Do hobbyists stand a chance of running this model (quantized) at home?
For example on something like a PC with 128GB (or 512GB) RAM and one or two RTX 3090 24GB VRAM GPUs?
You would need to fit the 389B parameters in VRAM to have a speed that is usable. Different experts are activated on a per token basis, so you would need to load/unload a large chunk of the 52B active parameters every token if you were trying to offload parameters to system RAM or SSD. PCIE 4.0 x16 speed is 64GB/s, so you can load those active parameters maybe 1 or 2 times per second, yielding an output speed of 1-2 tokens per second, which most would consider "unusable".
Generally speaking this works well, pending your definition of node and the interconnect between them. If by node you mean GPU, and you have multiple of them on the same system (interconnect is PCIE, doesn't need to be full speed however for inference), you're good. If you mean multiple computers connected by 1 Gigabit Ethernet? More challenging.
When splitting models layer by layer, users in r/LocalLLaMA have reported good results with as low as PCIE 3.0 x4 as the interconnect (4GB/s). For tensor parallelism, the interconnect requirements are higher but the upside can be faster speeds in accordance to number of GPUs split across (whereas layer by layer operated like a pipeline, so isn't necessarily faster than what a single GPU can provide, even if splitting across 8 GPUs).
An H100 supports 80 GB of memory. so at FP8 that would allow 3 of the 16+1 models per GPU (assuming around 26B per model), requiring 9 H100s, that usually would not fit one chassis I guess.
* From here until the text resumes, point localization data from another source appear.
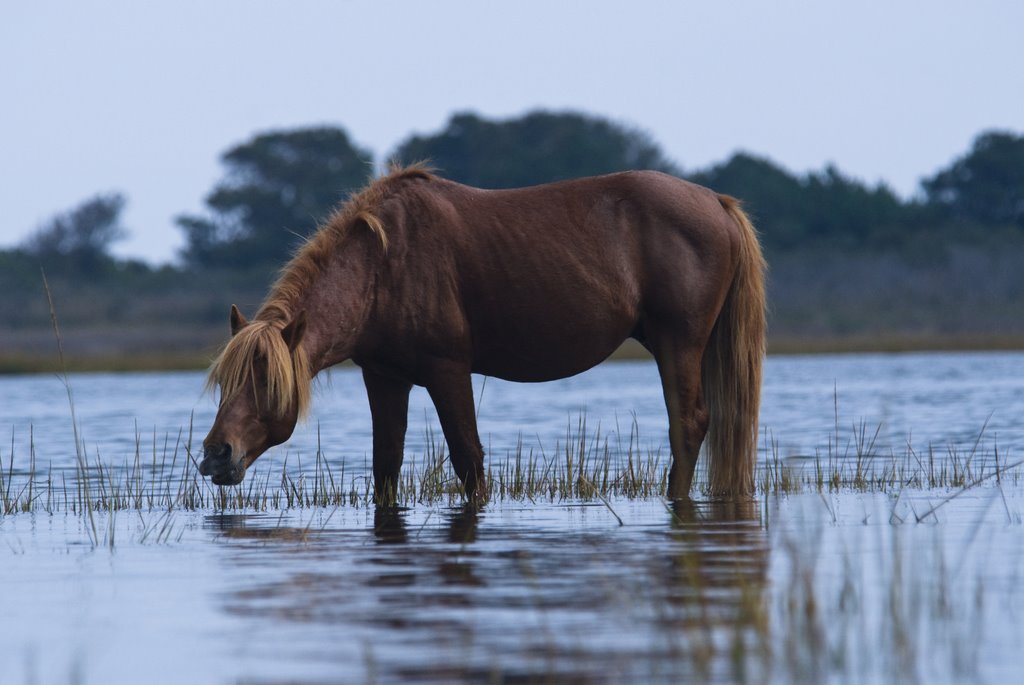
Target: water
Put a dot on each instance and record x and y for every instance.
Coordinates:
(868, 587)
(924, 399)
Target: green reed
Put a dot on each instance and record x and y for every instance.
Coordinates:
(586, 465)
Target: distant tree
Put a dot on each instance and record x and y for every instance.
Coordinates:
(772, 196)
(279, 186)
(986, 184)
(538, 147)
(81, 238)
(821, 207)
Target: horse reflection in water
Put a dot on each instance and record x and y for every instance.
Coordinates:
(471, 594)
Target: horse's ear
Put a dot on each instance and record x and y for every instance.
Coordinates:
(239, 322)
(294, 331)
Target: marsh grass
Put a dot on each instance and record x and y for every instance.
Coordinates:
(587, 465)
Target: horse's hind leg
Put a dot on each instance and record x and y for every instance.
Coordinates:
(389, 411)
(451, 388)
(679, 367)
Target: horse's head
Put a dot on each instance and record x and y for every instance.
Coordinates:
(264, 382)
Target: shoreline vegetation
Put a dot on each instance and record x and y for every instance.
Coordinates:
(587, 466)
(47, 361)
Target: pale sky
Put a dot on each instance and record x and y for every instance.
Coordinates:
(142, 97)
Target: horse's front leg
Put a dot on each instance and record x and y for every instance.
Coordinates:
(451, 389)
(389, 411)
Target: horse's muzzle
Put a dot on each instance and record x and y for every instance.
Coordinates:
(217, 464)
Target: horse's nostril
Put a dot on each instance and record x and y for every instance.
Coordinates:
(217, 452)
(215, 457)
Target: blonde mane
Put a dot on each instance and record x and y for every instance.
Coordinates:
(289, 376)
(289, 379)
(311, 258)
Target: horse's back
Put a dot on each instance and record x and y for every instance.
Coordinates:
(550, 280)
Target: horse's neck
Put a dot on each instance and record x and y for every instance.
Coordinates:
(337, 305)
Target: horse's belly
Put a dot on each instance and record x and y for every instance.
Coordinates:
(546, 349)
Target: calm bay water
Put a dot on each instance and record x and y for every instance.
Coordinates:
(868, 587)
(927, 399)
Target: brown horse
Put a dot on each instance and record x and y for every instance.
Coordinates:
(421, 281)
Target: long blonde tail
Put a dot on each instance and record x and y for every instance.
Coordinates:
(730, 373)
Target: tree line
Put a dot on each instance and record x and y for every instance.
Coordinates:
(278, 186)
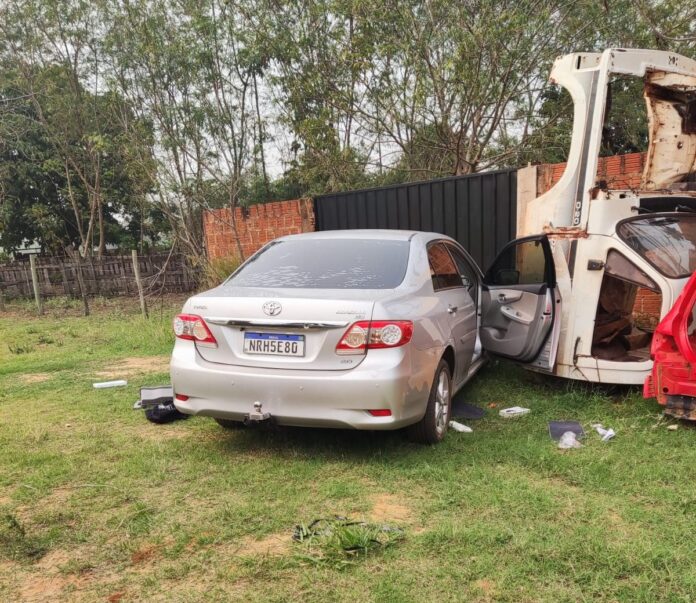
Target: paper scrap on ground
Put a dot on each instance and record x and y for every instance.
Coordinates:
(460, 427)
(513, 411)
(105, 384)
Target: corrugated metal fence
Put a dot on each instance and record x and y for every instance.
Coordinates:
(479, 211)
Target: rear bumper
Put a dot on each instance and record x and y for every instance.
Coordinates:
(398, 380)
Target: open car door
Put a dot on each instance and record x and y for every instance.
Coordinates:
(520, 304)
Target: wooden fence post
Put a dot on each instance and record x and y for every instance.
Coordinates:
(138, 282)
(77, 268)
(35, 283)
Once you have something with 192 GB it gets interesting. You could probably have 7 at FP8 per GPU. At FP16 it probably only would fit 3 per card, requiring 9 again.
I'd say for the current memory layout of cards they missed a little bit the sweet spot.
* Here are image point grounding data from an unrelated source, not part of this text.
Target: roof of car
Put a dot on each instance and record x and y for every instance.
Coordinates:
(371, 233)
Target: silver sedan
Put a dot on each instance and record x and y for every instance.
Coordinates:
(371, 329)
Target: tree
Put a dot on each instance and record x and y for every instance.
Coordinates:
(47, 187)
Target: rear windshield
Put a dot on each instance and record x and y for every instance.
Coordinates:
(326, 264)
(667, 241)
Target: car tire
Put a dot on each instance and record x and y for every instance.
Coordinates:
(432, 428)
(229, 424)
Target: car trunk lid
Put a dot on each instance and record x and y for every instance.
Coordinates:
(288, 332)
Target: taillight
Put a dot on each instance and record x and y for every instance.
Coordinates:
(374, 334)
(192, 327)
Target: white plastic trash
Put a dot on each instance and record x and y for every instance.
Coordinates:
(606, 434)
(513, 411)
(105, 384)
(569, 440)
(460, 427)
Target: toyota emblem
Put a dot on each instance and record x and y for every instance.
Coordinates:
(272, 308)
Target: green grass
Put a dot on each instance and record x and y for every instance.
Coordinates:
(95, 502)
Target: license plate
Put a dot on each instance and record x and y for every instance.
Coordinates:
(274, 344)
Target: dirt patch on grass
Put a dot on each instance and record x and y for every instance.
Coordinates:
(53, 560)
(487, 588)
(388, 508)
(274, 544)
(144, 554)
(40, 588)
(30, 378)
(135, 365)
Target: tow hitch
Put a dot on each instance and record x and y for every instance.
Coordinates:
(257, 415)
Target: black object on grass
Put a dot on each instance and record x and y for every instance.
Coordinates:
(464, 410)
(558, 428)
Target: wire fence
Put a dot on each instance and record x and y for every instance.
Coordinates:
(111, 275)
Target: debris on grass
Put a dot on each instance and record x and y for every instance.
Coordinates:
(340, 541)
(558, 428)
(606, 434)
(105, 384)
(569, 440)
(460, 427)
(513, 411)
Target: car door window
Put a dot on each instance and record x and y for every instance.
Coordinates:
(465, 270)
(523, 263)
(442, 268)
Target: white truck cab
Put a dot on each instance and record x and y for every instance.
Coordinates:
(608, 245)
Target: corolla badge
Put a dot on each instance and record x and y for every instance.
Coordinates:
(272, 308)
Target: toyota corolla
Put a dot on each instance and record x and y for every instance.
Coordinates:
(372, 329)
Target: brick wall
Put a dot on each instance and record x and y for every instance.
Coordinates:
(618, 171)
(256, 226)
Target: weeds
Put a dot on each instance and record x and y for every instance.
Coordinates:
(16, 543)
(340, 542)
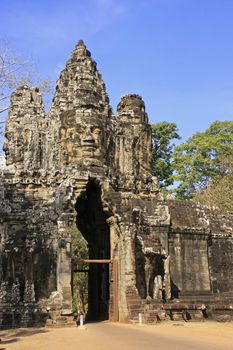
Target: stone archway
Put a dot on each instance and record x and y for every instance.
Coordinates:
(91, 222)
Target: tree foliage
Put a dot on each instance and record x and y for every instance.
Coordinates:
(197, 161)
(162, 135)
(16, 71)
(219, 192)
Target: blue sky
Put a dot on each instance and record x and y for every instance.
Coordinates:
(177, 54)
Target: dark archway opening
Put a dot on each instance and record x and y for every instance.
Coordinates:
(91, 222)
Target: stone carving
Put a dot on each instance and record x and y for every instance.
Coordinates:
(29, 292)
(82, 165)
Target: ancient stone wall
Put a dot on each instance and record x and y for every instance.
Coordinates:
(80, 165)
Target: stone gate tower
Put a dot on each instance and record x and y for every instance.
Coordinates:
(81, 165)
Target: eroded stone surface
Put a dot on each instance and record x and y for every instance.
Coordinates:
(81, 165)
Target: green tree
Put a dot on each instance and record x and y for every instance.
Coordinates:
(219, 192)
(162, 135)
(198, 160)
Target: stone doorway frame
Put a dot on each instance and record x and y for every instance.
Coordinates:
(113, 282)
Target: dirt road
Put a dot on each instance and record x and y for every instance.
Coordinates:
(110, 336)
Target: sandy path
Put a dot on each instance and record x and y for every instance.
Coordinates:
(105, 336)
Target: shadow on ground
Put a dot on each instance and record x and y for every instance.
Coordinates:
(14, 335)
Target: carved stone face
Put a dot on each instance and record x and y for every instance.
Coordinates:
(81, 140)
(13, 147)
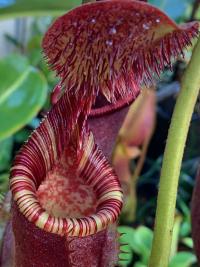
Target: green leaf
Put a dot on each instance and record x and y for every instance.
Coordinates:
(183, 259)
(141, 243)
(175, 9)
(139, 264)
(19, 8)
(23, 91)
(5, 153)
(126, 237)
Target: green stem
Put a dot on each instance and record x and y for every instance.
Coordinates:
(172, 162)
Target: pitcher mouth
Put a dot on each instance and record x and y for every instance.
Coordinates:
(45, 149)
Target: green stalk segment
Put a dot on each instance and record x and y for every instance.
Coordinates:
(173, 155)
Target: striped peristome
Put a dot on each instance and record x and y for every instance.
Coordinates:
(39, 155)
(66, 194)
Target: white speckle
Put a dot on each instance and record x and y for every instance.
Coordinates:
(93, 21)
(145, 26)
(112, 31)
(109, 42)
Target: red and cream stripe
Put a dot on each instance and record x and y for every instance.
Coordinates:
(38, 156)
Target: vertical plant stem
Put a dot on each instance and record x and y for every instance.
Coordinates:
(172, 162)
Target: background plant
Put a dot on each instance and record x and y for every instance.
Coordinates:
(31, 67)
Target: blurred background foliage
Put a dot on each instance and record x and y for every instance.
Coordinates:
(25, 86)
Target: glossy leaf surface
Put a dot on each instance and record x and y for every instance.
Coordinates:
(22, 93)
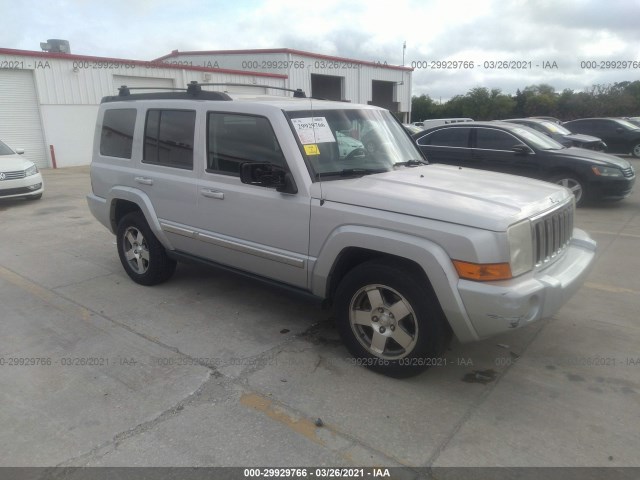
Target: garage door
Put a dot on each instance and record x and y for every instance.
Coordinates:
(20, 124)
(130, 81)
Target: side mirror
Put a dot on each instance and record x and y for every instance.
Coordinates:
(267, 175)
(521, 149)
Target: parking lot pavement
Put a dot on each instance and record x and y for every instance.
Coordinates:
(211, 369)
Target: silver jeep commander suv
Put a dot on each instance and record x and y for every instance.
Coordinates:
(407, 253)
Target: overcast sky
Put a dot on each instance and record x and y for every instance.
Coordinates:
(565, 32)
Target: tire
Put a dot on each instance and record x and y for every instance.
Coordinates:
(573, 183)
(141, 254)
(389, 319)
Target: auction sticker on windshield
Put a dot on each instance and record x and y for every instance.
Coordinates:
(313, 130)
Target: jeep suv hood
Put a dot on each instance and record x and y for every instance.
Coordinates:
(477, 198)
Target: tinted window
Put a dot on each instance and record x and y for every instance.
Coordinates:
(234, 139)
(581, 126)
(116, 138)
(447, 137)
(168, 138)
(490, 139)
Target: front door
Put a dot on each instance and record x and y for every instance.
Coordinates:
(250, 227)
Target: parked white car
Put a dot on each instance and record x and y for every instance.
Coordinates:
(19, 177)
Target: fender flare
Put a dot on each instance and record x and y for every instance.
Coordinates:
(143, 202)
(429, 256)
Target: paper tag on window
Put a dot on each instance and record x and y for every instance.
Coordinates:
(313, 130)
(311, 150)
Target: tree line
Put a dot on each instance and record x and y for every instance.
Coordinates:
(620, 99)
With slightly smaller models or one expert less one should be able to run it on 8 H100s at FP8 or 2 B100s at FP8 or even on 4 B100s at FP16 if I calculated correctly.
You could always split one of the experts up across multiple GPUs. I tend to agree with your sentiment, I think researchers in this space tend to not optimize that well for inference deployment scenarios. To be fair, there is a lot of different ways to deploy something, and a lot of quantization techniques and parameters.
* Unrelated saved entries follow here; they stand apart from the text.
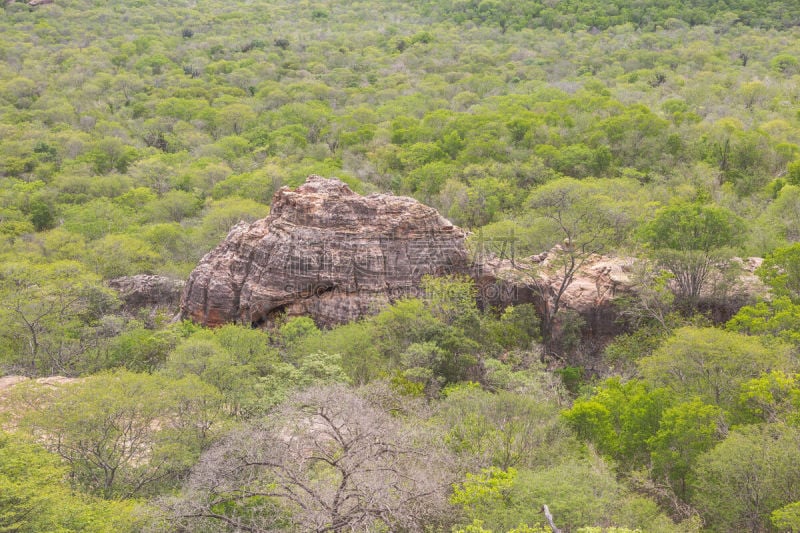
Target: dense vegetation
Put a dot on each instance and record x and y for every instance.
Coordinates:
(133, 135)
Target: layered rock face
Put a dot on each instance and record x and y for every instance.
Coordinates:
(326, 252)
(147, 291)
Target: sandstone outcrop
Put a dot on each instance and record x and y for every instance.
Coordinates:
(146, 291)
(323, 251)
(334, 255)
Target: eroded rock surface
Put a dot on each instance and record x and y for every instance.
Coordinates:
(147, 291)
(336, 256)
(323, 251)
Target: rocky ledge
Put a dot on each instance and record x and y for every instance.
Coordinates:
(323, 251)
(336, 256)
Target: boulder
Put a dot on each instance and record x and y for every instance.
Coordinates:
(145, 291)
(326, 252)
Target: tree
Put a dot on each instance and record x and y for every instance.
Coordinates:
(752, 473)
(781, 271)
(711, 363)
(685, 431)
(587, 222)
(327, 460)
(122, 434)
(35, 497)
(46, 314)
(688, 240)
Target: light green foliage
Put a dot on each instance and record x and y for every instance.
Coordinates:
(772, 397)
(124, 434)
(35, 495)
(239, 362)
(620, 418)
(124, 155)
(577, 492)
(685, 431)
(779, 318)
(787, 518)
(688, 239)
(748, 476)
(711, 363)
(47, 310)
(502, 429)
(781, 271)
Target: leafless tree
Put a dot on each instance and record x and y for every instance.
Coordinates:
(327, 461)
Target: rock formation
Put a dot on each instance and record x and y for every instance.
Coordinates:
(326, 252)
(146, 291)
(334, 255)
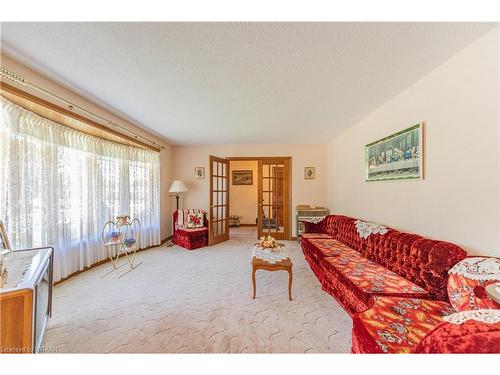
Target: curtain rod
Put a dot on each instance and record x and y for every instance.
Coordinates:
(20, 80)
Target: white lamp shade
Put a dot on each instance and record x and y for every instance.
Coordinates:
(178, 187)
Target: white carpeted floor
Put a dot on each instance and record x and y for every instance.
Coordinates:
(197, 301)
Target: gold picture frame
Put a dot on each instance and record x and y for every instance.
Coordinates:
(199, 172)
(309, 173)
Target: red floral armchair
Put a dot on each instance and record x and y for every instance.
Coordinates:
(189, 238)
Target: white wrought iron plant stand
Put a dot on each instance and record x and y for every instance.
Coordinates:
(115, 248)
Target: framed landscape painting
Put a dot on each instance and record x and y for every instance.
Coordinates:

Yes, it can be done. I'm running a 24-channel DDR5 dual-EPYC rig and get good speed on large MoE models. I only use the GPU for context processing.
They're actually a best-case for CPU inference vs dense models. I usually run deepseek 2.5 quanted to q8, but if this model works well I'll probably switch to it once support hits llama.cpp.
I use 24 sticks of ddr5-4800, which gets me up to 9t/s on deepseek 2.5 at q8. 48 threads was optimal in llama.cpp. I would like to move to epyc 9005 chips and ddr5-6000, but it is cost prohibitive with CPUs still over $10k each on eBay.
How many cores do your CPUs have? Are you using the 64 core EPYC 9334 mentioned in the linked page? Do that many cores provide a speedup versus having fewer cores?
RAM for 4-bit is 1GB per 2 billion parameters. So you will want 256GB RAM and at least one GPU. If you only have one server and one user, it's the full parameter count. (If you have multiple GPUs/servers and many users in parallel, you can shard and route it so you only need the active parameter count per GPU/server. So it's cheaper at scale.)